Turn scanned book PDFs into clean Markdown or EPUB locally
A Python tool that uses DeepSeek OCR to convert scanned academic books into structured Markdown or EPUB without calling LLM APIs.

What it does
pdf-craft takes scanned PDFs—think textbooks, academic papers, old manuals—and converts them into Markdown or EPUB. It runs entirely on your machine using DeepSeek OCR models, pulling out body text while filtering headers, footers, and other noise. Footnotes, tables, formulas, and images all make it through to the output.
The interesting bit
The project deliberately ditched LLM-based text correction in v1.0.0 to go fully local. No API keys, no network calls, no rate limits—just GPU-accelerated OCR from PDF to finished document. The trade-off is real: you lose LLM polish, but gain speed and offline reliability.
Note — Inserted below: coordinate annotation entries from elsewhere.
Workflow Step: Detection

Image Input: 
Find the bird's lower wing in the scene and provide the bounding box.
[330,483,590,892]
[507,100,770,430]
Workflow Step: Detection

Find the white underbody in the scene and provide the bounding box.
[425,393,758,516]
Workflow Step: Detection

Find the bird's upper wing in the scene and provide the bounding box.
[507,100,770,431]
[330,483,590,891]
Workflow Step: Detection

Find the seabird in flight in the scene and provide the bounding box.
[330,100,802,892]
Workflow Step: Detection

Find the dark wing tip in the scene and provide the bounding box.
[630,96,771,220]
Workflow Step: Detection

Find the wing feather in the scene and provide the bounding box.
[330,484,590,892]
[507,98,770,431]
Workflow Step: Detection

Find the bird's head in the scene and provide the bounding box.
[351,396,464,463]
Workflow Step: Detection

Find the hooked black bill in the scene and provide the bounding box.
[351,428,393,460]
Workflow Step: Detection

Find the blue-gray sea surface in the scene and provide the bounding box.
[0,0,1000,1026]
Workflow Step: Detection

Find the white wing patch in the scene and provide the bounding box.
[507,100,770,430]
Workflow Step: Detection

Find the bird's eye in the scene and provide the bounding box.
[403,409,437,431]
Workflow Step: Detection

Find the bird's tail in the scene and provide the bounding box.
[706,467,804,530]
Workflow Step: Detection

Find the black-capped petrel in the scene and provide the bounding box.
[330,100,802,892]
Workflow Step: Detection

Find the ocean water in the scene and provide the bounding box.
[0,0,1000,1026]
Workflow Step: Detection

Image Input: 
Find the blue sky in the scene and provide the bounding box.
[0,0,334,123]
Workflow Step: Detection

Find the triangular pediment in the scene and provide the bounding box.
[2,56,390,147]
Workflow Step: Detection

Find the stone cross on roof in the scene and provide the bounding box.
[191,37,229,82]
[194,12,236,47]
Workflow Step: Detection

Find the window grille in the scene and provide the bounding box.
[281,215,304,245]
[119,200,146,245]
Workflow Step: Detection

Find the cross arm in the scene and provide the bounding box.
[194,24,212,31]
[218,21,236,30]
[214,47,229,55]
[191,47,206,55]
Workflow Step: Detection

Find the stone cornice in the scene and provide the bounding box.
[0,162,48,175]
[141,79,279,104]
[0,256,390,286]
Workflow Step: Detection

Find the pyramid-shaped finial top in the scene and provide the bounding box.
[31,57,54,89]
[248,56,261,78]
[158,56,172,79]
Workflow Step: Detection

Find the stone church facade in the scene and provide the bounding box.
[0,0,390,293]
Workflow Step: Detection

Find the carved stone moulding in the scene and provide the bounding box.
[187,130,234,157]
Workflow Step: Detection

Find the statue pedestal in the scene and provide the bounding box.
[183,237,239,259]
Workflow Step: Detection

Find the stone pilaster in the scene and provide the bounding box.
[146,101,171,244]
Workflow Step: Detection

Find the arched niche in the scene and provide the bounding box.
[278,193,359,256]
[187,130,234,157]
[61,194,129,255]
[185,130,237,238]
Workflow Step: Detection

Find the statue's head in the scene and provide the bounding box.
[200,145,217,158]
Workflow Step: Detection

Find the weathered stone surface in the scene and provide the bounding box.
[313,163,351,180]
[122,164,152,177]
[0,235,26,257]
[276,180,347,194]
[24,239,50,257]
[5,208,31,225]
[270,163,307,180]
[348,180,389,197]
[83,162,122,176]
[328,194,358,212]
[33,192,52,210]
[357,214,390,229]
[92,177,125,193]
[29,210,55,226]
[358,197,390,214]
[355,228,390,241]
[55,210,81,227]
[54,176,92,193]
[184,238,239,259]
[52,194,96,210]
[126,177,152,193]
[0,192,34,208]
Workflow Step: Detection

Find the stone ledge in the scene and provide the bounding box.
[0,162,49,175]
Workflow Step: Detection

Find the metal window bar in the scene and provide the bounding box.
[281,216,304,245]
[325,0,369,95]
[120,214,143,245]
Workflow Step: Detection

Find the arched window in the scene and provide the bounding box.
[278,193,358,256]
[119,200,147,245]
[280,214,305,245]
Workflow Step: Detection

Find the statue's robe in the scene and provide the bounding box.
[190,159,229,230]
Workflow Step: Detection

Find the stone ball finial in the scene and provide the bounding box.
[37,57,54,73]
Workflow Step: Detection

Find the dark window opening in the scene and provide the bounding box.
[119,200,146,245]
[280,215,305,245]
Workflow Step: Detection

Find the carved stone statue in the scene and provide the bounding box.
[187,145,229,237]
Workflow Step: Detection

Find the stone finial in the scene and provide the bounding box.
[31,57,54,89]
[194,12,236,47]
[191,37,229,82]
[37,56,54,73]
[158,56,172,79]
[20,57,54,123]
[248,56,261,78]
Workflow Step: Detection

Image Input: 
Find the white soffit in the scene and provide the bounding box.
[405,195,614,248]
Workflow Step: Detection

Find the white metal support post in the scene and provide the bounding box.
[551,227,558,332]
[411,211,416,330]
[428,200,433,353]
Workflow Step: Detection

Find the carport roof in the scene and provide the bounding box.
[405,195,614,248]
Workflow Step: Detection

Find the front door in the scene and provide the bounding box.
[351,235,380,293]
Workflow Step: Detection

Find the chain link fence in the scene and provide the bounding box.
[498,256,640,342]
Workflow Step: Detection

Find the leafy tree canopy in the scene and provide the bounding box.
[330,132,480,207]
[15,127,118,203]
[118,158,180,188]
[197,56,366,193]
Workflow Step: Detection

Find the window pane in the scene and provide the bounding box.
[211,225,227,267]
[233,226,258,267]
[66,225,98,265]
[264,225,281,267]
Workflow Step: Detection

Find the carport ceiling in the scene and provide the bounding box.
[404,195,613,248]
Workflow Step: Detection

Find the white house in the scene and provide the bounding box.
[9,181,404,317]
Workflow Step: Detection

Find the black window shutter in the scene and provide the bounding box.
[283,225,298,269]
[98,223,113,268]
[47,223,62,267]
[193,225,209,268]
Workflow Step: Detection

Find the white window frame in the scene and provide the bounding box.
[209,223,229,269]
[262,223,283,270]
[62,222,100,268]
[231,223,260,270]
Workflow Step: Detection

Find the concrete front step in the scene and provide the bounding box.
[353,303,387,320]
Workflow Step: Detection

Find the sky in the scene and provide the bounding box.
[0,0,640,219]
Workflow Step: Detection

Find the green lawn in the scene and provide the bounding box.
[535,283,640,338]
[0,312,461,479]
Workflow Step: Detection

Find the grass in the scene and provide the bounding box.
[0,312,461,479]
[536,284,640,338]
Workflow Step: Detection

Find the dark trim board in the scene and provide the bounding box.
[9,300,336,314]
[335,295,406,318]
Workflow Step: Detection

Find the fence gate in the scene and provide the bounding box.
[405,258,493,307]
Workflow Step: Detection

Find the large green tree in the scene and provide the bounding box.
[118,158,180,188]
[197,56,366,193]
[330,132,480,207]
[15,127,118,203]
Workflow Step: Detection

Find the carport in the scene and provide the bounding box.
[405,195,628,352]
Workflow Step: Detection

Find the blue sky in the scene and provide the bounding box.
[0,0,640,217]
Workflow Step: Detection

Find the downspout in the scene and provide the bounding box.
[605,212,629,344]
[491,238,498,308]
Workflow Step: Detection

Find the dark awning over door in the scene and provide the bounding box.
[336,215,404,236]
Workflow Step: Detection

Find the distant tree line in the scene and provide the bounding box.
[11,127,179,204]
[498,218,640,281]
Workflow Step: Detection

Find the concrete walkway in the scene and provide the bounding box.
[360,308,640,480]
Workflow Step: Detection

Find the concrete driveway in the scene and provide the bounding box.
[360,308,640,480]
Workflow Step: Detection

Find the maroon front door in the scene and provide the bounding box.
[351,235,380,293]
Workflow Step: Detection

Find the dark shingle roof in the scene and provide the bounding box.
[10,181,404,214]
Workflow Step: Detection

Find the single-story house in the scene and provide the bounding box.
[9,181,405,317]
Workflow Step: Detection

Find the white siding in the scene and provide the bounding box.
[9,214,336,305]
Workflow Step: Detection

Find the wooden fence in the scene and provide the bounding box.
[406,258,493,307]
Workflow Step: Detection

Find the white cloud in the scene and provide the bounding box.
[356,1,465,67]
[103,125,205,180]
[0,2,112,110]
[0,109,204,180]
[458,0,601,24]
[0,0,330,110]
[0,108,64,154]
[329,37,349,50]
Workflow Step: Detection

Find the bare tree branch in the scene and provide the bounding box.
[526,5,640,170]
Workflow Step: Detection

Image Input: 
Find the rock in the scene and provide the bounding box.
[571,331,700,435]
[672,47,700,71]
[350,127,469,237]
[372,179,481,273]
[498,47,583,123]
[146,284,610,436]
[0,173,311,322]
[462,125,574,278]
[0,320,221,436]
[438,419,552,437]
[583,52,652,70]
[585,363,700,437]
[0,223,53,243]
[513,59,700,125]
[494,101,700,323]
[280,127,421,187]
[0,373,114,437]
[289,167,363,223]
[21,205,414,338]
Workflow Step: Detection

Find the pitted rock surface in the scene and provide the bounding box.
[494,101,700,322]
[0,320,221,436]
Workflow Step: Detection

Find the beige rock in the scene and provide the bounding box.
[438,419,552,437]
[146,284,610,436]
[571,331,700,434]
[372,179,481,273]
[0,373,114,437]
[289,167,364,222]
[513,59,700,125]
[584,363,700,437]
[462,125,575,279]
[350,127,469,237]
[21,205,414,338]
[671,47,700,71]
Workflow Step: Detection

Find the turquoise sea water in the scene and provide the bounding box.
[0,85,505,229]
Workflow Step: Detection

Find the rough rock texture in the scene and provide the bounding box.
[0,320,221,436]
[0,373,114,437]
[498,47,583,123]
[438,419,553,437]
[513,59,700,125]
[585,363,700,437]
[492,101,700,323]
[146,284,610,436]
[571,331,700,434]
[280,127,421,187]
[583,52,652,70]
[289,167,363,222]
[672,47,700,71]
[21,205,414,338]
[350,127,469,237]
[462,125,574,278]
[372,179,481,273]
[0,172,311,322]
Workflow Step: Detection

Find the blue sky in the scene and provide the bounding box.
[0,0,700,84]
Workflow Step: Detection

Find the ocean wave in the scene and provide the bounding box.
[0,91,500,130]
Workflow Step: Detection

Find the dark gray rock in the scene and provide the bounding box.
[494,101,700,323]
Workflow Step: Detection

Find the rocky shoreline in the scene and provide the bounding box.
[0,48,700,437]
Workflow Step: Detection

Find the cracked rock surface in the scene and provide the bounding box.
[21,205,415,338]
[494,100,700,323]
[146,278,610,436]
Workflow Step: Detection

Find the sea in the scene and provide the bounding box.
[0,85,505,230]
For TOC extraction, you can still optionally plug in an LLM if your book’s chapter hierarchy is particularly tortured.
Key highlights
- Built on DeepSeek OCR with five model sizes from
tinytogundam(default: largest/highest quality) - Outputs Markdown or EPUB with automatic TOC generation for EPUB
- Handles tables (HTML or image clipping), formulas (MathML, SVG, or clipping), and footnotes
- Supports offline mode with pre-downloaded models via
local_only=True - Configurable error handling: stop on failures, ignore them, or inject custom callbacks
- Optional online demo at Inkora if you want to test before installing Poppler and CUDA
Caveats
- Requires Poppler for PDF parsing and CUDA for OCR; the “quick start” pip install is not actually sufficient
- DeepSeek OCR models download from Hugging Face on first run unless pre-cached
- LLM text correction was removed in v1.0.0; still available in v0.2.8 if you need it
Verdict
Worth a look if you regularly digitize scanned books or academic PDFs and want a local, scriptable pipeline. Skip it if your PDFs are already text-based or if setting up Poppler + CUDA sounds like too much ceremony.